Northland Property Investors' Association
Christchurch property investors could see boom times ahead – if the Government follows up on comments of a 10,000 home buy-out for residents and sells on the properties, according to Bayleys.
The potential yield boom hinges on whether the Government will buy damaged housing stock then sell-on at a discount and also restore the city's infrastructure.
"If the infrastructure is taken back to what it was on February 21 the indication that we have is that rental levels would stay virtually the same as they are now, but because you've purchased the property at the lower purchase price, even with repairs and refurbishment, its substantially lower than what the house was originally worth, but your rental is still the same, your yield has automatically gone up," a Bayleys spokesman said.
Bayleys Karen Philips said if the properties were acquired by the Government, then sold at a reduction, it "will open up opportunities for property developers and investors returning to the market."
"However, these opportunities of course depend on the Government, the EQC or insurance companies, on-selling the properties in an ‘as-is, where-is' basis, and allowing for redevelopment and reoccupation rather than abandonment.
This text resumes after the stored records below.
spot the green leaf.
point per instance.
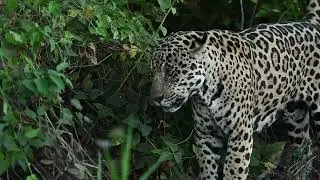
(145, 130)
(163, 30)
(31, 132)
(5, 107)
(76, 103)
(14, 38)
(4, 165)
(174, 11)
(164, 4)
(66, 117)
(254, 1)
(32, 177)
(30, 85)
(9, 117)
(62, 66)
(12, 5)
(42, 85)
(30, 114)
(56, 78)
(54, 8)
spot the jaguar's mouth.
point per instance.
(175, 105)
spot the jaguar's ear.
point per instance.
(199, 39)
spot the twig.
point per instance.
(186, 138)
(89, 65)
(242, 15)
(253, 13)
(144, 51)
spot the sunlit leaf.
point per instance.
(164, 4)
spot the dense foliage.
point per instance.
(75, 84)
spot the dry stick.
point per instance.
(253, 13)
(144, 51)
(242, 15)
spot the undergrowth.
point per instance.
(75, 85)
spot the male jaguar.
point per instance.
(240, 82)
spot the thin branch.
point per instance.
(90, 65)
(144, 51)
(242, 15)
At this stage, the big unknown is just what land will be deemed recoverable , and what land would be deemed to be written off," she said.
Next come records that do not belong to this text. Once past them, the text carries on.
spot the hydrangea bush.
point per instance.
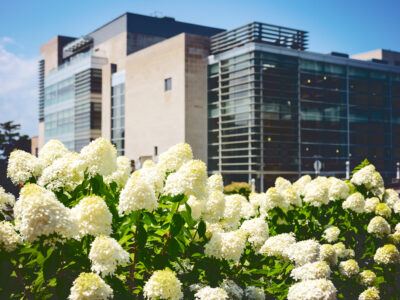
(85, 227)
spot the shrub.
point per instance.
(88, 229)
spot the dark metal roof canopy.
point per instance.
(260, 33)
(80, 44)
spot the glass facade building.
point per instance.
(274, 108)
(72, 102)
(118, 111)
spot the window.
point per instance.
(168, 84)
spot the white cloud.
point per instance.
(18, 88)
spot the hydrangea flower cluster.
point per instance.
(106, 254)
(90, 286)
(92, 198)
(163, 284)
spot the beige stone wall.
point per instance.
(114, 50)
(154, 117)
(34, 145)
(49, 52)
(197, 49)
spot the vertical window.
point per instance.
(118, 117)
(168, 84)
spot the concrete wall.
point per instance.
(197, 50)
(154, 117)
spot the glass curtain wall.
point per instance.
(277, 97)
(274, 115)
(118, 117)
(323, 97)
(234, 132)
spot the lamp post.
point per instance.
(347, 169)
(253, 185)
(317, 167)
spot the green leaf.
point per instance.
(201, 229)
(141, 236)
(177, 223)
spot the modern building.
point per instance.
(253, 101)
(153, 68)
(275, 108)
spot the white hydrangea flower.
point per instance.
(136, 195)
(39, 213)
(396, 207)
(212, 228)
(121, 175)
(233, 211)
(100, 157)
(274, 199)
(234, 291)
(290, 195)
(394, 237)
(66, 172)
(331, 234)
(370, 204)
(277, 245)
(90, 286)
(9, 239)
(338, 189)
(282, 183)
(92, 216)
(328, 253)
(378, 226)
(196, 205)
(257, 200)
(254, 293)
(51, 151)
(387, 254)
(316, 192)
(301, 183)
(369, 178)
(153, 175)
(6, 199)
(190, 179)
(309, 271)
(371, 293)
(257, 232)
(106, 254)
(175, 157)
(215, 183)
(382, 209)
(226, 245)
(349, 268)
(391, 197)
(215, 207)
(355, 202)
(209, 293)
(303, 252)
(22, 166)
(342, 251)
(318, 289)
(367, 277)
(163, 284)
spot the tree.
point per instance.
(10, 139)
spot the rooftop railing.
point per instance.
(260, 33)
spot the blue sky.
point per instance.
(350, 26)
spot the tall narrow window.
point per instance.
(118, 117)
(168, 84)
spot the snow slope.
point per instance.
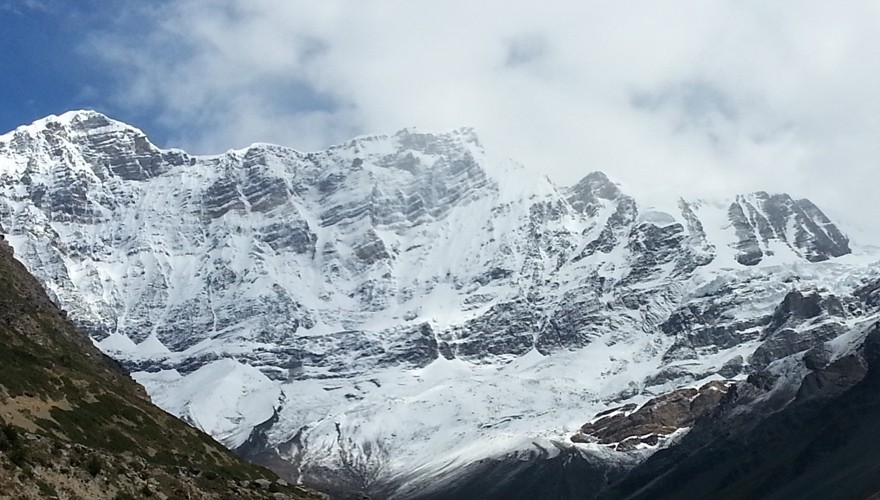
(403, 304)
Demand for rental property in the area was already high before the earthquakes, and with rents largely unchanged Bayleys believes if homes were sold at a considerable discount - and investors had the cash to make the necessary renovations - there could be considerable yield benefits.
"Investors could come in and say I can buy the property for 20% to 30% of what it was worth, spend X% getting it into a habitable state, the Government comes to the party in repairing the infrastructure, then the indications that our residential letting team is getting is that rental levels would be virtually, if not exactly, the same as they were on February 21. So if you were getting a three-bedroom home for $300,000, renting between $300 and $350, work out what the yield would be. Now work out the yield on a $150,000 home on exactly the same rentals," a Bayleys spokesman said.
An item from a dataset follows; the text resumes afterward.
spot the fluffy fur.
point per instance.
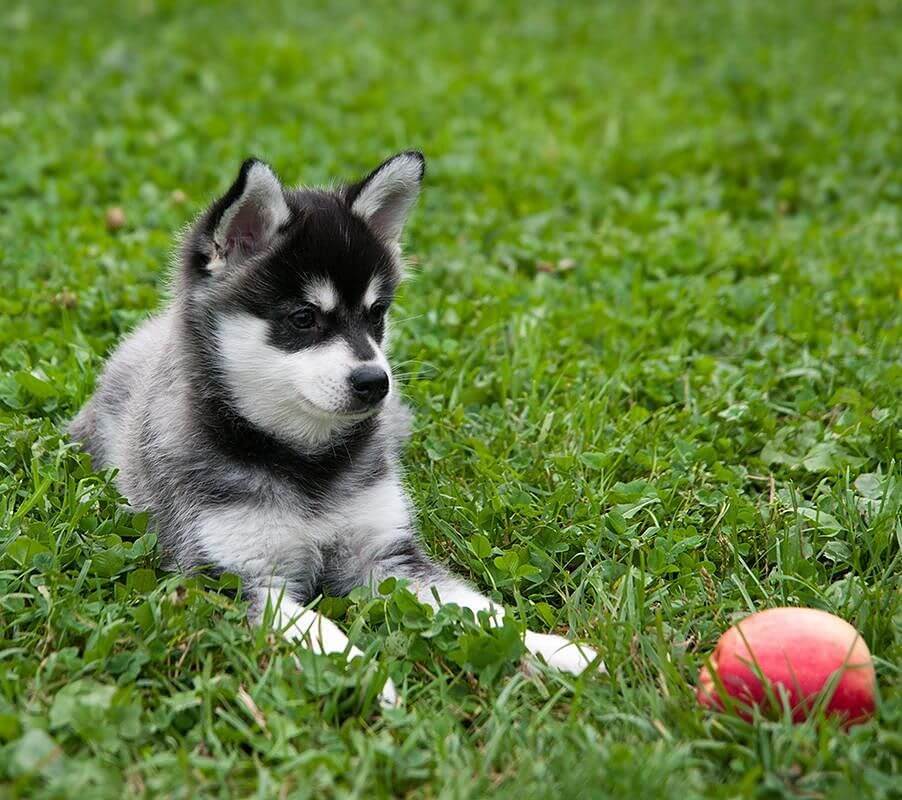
(255, 417)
Another key plus Bayleys highlighted for the property investor is people's willingness to rent in areas they would not consider buying in.
"Someone doesn't want to own a property on a fault line but they're willing to take the chance that the house is relatively stable and habitable, it's perfectly livable, just that it's right on the fault line, they might say I'm prepared to move back into the south east suburbs, and that's where the investors could come in."
Philips said Bayleys had already seen increased interest from investors.
"People are thinking this could be another time to get back in the market, the problem of course is finding the stock," she said.